By the way, people play roles; objects do not. Ever see a rock play a role? It might roll down a hill, but only people play rock & roll (even if they should select classical music for higher fitness).
Blind as a bat? The genetic basis of echolocation in bats and whales (Phys.org). Speaking of rock & roll, this article shares an interesting anecdote about bats: “Bat calls can reach 120 decibels, louder than a rock concert and above the human pain threshold. It is lucky for us that they are too high-pitched for us to hear.” The stuff on selection, though, is as repetitive as many rock song lyrics.

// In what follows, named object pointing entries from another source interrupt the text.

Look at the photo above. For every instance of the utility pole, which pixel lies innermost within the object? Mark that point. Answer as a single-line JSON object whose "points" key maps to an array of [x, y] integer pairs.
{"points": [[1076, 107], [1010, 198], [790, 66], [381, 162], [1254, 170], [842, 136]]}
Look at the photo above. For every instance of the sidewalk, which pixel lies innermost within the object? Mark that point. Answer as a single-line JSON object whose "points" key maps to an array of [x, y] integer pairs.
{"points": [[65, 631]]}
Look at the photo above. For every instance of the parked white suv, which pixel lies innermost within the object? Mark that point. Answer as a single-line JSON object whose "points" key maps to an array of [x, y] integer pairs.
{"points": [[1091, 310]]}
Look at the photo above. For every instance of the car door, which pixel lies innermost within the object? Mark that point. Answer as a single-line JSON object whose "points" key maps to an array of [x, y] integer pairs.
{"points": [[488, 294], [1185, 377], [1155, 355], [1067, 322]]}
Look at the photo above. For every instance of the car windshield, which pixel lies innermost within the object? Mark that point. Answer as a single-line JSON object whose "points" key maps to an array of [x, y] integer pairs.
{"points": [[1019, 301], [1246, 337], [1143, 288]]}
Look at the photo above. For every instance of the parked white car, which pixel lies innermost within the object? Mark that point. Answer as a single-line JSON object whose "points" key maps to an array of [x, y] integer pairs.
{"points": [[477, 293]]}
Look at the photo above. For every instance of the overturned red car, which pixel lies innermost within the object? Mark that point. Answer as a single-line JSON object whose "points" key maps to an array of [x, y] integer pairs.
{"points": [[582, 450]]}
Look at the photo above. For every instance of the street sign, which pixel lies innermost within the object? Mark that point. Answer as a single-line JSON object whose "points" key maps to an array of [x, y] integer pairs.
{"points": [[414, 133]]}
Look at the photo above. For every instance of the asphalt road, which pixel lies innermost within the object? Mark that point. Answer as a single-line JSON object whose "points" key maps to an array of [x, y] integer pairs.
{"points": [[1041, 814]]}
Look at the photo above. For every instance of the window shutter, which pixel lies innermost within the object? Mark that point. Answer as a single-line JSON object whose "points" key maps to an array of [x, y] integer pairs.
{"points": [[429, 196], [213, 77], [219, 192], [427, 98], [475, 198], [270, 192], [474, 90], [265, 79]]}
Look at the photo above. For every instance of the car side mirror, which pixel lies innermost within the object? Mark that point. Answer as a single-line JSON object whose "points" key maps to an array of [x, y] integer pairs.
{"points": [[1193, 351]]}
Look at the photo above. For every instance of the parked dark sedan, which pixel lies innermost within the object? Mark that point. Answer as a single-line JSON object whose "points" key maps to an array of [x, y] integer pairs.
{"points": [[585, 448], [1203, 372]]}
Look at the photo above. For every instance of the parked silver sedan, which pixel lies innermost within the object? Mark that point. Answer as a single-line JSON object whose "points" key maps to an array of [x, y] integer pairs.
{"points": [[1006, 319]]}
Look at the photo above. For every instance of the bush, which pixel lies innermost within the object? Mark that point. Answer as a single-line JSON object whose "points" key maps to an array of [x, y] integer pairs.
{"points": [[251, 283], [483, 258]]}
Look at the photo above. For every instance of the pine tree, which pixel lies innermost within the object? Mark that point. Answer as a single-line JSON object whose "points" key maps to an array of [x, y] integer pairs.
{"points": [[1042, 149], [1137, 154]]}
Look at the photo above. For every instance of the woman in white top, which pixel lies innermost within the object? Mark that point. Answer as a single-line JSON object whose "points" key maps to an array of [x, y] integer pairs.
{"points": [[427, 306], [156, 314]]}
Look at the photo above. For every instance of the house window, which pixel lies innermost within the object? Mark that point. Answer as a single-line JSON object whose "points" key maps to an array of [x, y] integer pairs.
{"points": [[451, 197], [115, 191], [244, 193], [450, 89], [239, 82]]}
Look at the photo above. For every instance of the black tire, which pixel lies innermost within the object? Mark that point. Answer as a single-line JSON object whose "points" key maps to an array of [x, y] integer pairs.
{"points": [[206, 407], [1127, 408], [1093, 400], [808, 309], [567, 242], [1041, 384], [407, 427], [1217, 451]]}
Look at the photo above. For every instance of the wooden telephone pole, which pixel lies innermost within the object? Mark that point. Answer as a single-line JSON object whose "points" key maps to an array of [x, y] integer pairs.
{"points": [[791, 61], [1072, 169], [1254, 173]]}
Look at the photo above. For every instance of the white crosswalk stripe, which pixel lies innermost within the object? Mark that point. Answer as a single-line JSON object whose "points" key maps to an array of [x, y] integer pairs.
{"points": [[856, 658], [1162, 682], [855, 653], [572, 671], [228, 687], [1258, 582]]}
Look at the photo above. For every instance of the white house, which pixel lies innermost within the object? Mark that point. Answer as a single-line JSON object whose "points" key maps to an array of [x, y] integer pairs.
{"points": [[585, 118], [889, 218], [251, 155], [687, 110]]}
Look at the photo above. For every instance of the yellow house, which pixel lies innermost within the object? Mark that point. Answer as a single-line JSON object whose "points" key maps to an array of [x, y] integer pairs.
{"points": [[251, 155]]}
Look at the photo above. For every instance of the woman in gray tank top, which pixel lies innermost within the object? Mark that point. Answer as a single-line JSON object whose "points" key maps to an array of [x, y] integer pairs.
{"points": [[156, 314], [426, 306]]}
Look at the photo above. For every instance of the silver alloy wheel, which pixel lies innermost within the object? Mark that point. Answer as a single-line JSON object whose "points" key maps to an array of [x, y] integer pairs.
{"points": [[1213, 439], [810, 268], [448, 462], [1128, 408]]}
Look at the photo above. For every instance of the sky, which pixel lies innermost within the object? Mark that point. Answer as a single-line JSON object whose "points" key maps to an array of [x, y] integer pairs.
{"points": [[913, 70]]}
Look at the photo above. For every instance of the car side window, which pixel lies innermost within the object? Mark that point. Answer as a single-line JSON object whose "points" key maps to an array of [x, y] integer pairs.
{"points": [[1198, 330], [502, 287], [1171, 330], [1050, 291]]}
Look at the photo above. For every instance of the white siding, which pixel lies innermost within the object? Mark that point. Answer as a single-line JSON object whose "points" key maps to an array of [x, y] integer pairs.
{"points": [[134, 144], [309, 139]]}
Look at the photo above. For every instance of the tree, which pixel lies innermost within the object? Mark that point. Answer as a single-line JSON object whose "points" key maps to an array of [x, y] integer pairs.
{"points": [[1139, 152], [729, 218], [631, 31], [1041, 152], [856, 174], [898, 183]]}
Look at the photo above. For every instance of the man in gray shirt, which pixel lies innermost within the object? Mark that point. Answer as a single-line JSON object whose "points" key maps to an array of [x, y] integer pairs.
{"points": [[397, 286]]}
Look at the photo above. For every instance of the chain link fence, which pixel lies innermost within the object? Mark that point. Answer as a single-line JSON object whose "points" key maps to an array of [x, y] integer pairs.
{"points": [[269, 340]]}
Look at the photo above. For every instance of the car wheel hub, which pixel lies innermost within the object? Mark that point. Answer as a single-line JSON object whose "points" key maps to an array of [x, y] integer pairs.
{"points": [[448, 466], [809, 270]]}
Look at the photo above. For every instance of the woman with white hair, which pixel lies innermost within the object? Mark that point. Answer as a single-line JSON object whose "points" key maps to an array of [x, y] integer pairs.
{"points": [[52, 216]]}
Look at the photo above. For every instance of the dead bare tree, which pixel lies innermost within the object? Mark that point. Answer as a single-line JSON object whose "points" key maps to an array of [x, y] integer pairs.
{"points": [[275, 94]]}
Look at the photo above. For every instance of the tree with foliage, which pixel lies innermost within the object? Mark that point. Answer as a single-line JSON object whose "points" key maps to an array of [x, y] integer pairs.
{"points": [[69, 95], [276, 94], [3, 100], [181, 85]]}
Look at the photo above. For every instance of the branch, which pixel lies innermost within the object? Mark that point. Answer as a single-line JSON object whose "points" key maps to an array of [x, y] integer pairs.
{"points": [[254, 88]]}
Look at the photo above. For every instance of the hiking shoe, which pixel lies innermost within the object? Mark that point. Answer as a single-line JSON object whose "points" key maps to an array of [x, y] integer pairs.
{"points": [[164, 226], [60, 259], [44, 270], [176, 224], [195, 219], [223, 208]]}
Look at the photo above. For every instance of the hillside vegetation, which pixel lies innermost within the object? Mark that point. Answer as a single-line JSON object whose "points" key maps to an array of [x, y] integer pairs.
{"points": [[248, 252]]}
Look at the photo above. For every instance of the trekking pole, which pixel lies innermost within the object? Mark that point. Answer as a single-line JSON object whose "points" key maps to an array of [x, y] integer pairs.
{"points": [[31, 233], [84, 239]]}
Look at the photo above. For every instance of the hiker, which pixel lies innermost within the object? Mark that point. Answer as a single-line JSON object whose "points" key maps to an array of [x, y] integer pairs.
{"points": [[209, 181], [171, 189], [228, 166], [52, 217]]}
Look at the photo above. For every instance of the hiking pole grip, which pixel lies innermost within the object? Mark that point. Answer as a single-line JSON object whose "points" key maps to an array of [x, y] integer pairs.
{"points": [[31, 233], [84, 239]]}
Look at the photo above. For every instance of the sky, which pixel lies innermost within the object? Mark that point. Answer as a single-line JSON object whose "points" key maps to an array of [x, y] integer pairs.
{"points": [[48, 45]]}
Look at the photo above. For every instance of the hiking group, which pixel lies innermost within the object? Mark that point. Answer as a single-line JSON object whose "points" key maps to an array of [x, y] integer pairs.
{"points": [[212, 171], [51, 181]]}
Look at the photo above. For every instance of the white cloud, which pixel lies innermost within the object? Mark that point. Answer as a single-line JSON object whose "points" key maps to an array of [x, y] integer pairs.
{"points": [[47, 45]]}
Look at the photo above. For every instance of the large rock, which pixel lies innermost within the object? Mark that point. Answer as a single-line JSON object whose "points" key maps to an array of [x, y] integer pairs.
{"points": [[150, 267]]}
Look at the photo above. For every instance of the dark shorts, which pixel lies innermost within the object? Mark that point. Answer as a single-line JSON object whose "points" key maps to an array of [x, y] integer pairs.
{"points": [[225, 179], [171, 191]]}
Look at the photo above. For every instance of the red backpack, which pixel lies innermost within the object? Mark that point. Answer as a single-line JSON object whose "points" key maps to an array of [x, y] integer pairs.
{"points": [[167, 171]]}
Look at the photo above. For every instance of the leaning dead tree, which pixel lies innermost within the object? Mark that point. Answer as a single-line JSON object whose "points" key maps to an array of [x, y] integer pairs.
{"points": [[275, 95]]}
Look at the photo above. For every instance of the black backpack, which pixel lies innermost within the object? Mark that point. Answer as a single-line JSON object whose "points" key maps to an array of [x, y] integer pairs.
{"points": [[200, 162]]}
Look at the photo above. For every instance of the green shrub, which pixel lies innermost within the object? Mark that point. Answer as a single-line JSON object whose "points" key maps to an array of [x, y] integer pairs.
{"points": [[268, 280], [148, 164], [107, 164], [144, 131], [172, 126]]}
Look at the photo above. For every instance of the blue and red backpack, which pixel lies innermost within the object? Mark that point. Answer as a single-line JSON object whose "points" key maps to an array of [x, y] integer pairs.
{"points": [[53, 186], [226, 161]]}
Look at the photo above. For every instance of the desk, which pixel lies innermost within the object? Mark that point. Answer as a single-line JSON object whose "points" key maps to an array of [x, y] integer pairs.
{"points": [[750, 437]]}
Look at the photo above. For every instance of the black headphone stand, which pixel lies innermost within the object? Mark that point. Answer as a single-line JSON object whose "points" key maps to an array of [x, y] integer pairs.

Through their comparative analysis, the researchers identified 34 genes involved in hearing or auditory perception that showed evidence for positive selection in echolocating species. This included 12 genes involved in bone formation that may help regulate the bone density of the cochlea to enable high-frequency hearing. It also included several genes with antioxidant activity that may help protect the ear from damage and hearing loss caused by chronic exposure to high-intensity noise.
It’s important to understand that in Darwinian theory, whatever exists is interpreted as a sign of “positive selection.” Got that? Otherwise it wouldn’t exist. Even when genes give them evidence of positive selection, that evidence is always qualified: it “may” help this, or it “may” help that.
Unidirectional response to bidirectional selection on body size. I. Phenotypic, life history and endocrine response (Renneville et al., bioRxiv). The 8 authors of this preprint confuse artificial selection with natural selection, and can’t tell the difference between the two. Fail.
Information change due to natural selection in populations with and without recombination (Wolfgang Tiefenbrunner, bioRxiv). If you can wade through this abstract, you see Wolfy using the same old selectionist fallacies. He thinks the Baal of NS knows what information is and wants to increase it so that it can overcome the huge barrier of entropy.
Though evolution undoubtedly operates in accordance with the second law of thermodynamics, the law of disorder, during billions of years organisms of incredible complexity came into being.
Stop right there and call foul on the argument by assertion (bluffing), reckless drafts on the bank of time, and circular reasoning. He goes on, wallowing further into inconsistency.
Natural selection was described by Darwin as a process of optimization of the adaptation to environment, but optimization doesn’t necessarily lead to higher intricacy. Methods of thermodynamics and thus of information theory could be suited for the examination of the increase of order and information due to evolution. Here I explain how to quantify the increase of information due to natural selection on the genotype and gene level using the observable change of allele frequencies. In populations with recombination (no linkage), the change of information content can be computed by summing up the contributions of all gene loci and thus gene loci can be treated as independent no matter what the fitness-landscape looks like. Pressure of deleterious mutations decreases information in a linear way, proportional to fitness loss and mutation rate. The information theoretical view on evolution may open new fields of research.
Call back when it does. Meanwhile, take a logic class, and read about information theory from an information theorist, Dr Robert Marks.